Failure Is Your Child’s Best Friend
David Bayles and Ted Orland [from their book, Art & Fear: Observations On The Perils (And Rewards) Of Artmaking] document a story about an art teacher who did an experiment with his grading system for two groups of students. It is an important life-lesson that teaches the incredible value in failures, an important and beneficial focus for our own lives and childrearing if applied each day. Here is what happened:
“The ceramics teacher announced on opening day that he was dividing the class into two groups. All those on the left side of the studio, he said, would be graded solely on the quantity of work they produced, all those on the right solely on its quality. His procedure was simple: on the final day of class he would bring in his bathroom scales and weigh the work of the 'quantity' group: fifty pounds of pots rated an 'A,' forty pounds a 'B,' and so on.

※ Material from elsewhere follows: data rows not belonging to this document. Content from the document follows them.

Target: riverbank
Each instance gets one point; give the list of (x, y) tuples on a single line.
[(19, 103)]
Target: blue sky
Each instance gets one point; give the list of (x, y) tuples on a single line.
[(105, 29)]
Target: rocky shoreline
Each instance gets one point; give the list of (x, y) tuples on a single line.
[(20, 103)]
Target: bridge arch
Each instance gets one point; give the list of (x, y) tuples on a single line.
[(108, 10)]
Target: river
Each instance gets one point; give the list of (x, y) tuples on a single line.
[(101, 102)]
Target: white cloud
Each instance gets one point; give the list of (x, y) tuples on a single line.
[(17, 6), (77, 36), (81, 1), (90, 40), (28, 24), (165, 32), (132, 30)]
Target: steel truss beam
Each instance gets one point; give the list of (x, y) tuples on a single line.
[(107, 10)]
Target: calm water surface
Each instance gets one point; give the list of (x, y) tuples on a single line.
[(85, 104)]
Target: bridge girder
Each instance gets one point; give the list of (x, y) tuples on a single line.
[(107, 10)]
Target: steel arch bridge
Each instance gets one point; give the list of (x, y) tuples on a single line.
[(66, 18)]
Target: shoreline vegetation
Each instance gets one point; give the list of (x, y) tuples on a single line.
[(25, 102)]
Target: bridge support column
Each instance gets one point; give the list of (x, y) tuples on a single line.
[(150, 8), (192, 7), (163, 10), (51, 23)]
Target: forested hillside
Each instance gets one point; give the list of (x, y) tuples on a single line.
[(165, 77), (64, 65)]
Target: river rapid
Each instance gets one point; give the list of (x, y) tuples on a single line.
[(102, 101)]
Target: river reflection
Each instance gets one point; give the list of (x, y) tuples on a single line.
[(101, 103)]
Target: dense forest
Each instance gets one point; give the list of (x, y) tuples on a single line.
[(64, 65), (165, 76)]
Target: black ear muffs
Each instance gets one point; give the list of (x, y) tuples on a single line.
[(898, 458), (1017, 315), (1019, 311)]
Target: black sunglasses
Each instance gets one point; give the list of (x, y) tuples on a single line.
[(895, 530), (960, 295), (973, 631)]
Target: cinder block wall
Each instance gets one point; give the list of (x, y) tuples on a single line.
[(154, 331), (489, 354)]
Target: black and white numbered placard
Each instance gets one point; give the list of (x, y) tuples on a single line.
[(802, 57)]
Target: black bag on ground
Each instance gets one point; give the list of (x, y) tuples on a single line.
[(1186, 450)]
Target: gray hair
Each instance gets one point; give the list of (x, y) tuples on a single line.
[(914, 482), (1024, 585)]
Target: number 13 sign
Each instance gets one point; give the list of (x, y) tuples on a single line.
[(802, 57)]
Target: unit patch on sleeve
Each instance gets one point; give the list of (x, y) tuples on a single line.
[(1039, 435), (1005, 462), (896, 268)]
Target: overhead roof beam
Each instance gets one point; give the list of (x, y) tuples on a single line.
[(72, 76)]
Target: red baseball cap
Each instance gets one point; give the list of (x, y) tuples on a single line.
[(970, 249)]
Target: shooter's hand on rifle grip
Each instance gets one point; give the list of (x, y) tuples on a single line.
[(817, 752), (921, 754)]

Those being graded on 'quality,' however, needed to produce only one pot – albeit a perfect one – to get an 'A.'
“Well, came grading time and a curious fact emerged:
the works of the highest quality were all produced by
the group being graded for quantity.” It seems that while the 'quantity' group was busily churning out piles of work – and learning from their mistakes – the 'quality' group had sat theorizing about perfection, and in the end had little more to show for their efforts than grandiose theories and a pile of dead clay.”
As children apply themselves to activities that are challenging it is inevitable they will make mistakes and perhaps feel like giving up. However, if we patiently encourage them to continue on, because it is the right thing to do when faced with an important activity, they too will learn the wonderful truth that quantity becomes quality in everything we do.